In a very clean electric mixer, beat the egg whites until stiff. Mix a quarter of the egg white into the souffle base (which must be lukewarm or at room temperature) to loosen the mix, then gently fold in the remaining egg white until combined.

Divide the mixture between the buttered souffle dishes then evenly sprinkle the Parmigiano-Reggiano over the top. Immediately transfer to the oven and bake on the bottom rack for about 25 minutes, or until risen and golden. Serve immediately.

Photo: Getty Images
Photo: Getty Images

Spaghetti carbonara

Truthfully, if I had to nominate my last meal on Earth, it would be hard to go past carbonara - authentic carbonara, with no cream, just olive oil, garlic, and guanciale (pork cheek) rendered down until it becomes saucy. So simple. So good.

Serves 4

100g guanciale (alternatively, pancetta or rindless streaky bacon will still be delicious)

2 cloves garlic, peeled

200g dried spaghetti

75g finely grated Parmigiano-Reggiano or Pecorino Romano cheese

1 whole egg

3 egg yolks

¼ teaspoon freshly ground black pepper, plus extra to serve

Method

Dice the guanciale (or pancetta or bacon) in roughly ½ x 1cm pieces. Place the peeled garlic cloves on a chopping board and flatten with the back of a knife.

Bring a large pot of lightly salted water to the boil. Add the spaghetti and cook, following packet instructions, until just al dente.

Meanwhile, in a large frying pan over a medium heat cook guanciale until crispy and golden. Add the garlic then turn the heat down to low and cook for a further 1 minute. Remove the pan from the heat, discard the garlic and set the pan aside (retaining the fat that has rendered out of the meat).

In a large bowl, whisk together about ¾ of the grated cheese, the whole egg, egg yolks and black pepper.

Strain the pasta when ready, reserving the cooking water.

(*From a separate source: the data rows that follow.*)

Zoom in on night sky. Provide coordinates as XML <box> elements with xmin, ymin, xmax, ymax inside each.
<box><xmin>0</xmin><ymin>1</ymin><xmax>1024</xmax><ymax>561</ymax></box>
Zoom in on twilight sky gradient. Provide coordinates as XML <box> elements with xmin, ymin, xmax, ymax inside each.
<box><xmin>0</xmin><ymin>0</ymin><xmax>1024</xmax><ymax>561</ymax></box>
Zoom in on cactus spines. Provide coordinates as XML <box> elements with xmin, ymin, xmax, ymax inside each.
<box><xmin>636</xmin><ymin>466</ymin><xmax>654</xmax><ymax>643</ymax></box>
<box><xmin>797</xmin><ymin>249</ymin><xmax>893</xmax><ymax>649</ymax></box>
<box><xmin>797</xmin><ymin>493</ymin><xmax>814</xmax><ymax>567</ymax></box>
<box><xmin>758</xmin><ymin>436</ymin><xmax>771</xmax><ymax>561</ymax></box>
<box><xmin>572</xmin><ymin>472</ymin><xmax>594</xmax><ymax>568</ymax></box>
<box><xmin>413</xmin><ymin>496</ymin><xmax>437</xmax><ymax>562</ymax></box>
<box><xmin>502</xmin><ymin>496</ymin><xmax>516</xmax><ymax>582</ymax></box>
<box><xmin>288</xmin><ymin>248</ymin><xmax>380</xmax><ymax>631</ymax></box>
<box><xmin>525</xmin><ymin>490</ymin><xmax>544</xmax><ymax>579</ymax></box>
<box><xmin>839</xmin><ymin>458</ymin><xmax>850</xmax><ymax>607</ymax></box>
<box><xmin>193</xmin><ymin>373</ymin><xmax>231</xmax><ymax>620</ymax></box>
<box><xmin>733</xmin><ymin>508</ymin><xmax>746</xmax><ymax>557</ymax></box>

Allow pasta to cool for 1 minute (if it’s too hot, the pasta could scramble the eggs).

Meanwhile, whisk ¼ cup of the pasta cooking water into the egg mixture (this will warm the mixture slightly and further lessen the likelihood of the eggs scrambling). Add the just-cooled pasta to the bowl, along with the crispy guanciale and rendered fat from the frying pan. Toss or stir to combine, moving quickly so the pasta retains its heat and cooks the eggs sufficiently to create a creamy, cheesy sauce.

Serve immediately, topped with a sprinkle of the remaining grated cheese and a fresh grind of black pepper.

Simon says

Adjust the consistency of the sauce if necessary by adding more of the pasta cooking water – the pasta should be coated in a glossy sauce.